Ever think about everyday glass and how it came to be? It might surprise you if you learned that glass really is made in about the same way that you make taffy? First the materials are boiled together until the mixture is just right, and then it is poured into molds, or blown into bubbles of various shapes, or rolled into plates.

This seems a strange way of making something hard but brittle, doesn’t it? But, there are only a few basic things that make up everything and these are called elements. It is how they are put together in different combinations that give us all of the things that we see around us. You know how iron is melted and mixed with other materials to give us steel. In the same way sand, which is silica, and soda, or potash, are melted together. The mixture is then cooled and allowed to harden into what we call glass.

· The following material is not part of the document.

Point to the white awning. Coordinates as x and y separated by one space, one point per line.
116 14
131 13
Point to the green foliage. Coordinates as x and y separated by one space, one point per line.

Before people learned to make glass, they had found two forms of natural glass. When lightning strikes sand, the heat sometimes fuses the sand into long, slender glass tubes called fulgurites, which are commonly called petrified lightning. The terrific heat of a volcanic eruption also sometimes fuses rocks and sand into a glass called obsidian. In early times, people shaped obsidian into knives, arrowheads, jewelry, and money. We do not know exactly when, where, or how people first learned to make glass, but it is believed that the first manufactured glass was in the form of a glaze on ceramic vessels.

Some people say that it really was the early Mesopotamians that gave us the art of glass making, because some pieces of well made glass have been found dating back to the third millennium BC. It can be traced back to 3500 BC in Mesopotamia. Archaeological evidence suggests that the first true glass was made in coastal north Syria or Mesopotamia. Then they gave it to the Egyptians.

But the early Egyptians might have found out how to make glass by accident. The soil there is mostly sand, and in Egypt straw stacks were burned. They would find lumps of glass in the ashes. Today we would probably think that an old soda bottle had melted but in old Egypt there were no glass bottles or manufactured glass of any kind. The sand had melted with the heat of the fire and mixed with the potash from the ashes. Those materials joined and hardened to become glass.

As the Egyptians got better at the art of glass making, they used an interesting method called core-forming. A shaped core was made of clay and dung, and molten glass was wrapped around it. It was then shaped by rolling it on a smooth surface.

Glass blowing came in at the end of the first century BC and revolutionized glass production. By blowing thru a hollow tube, the glass blower could make intricate things at the end of the tube.

So, the Mesopotamians probably taught the Egyptians, who taught the Greeks, who taught the Romans. Eventually, Venice, Italy became the most famous city in the world for making fine glass products. The Venetians spun glass into very fine threads and made wonderful colored glass windows for churches.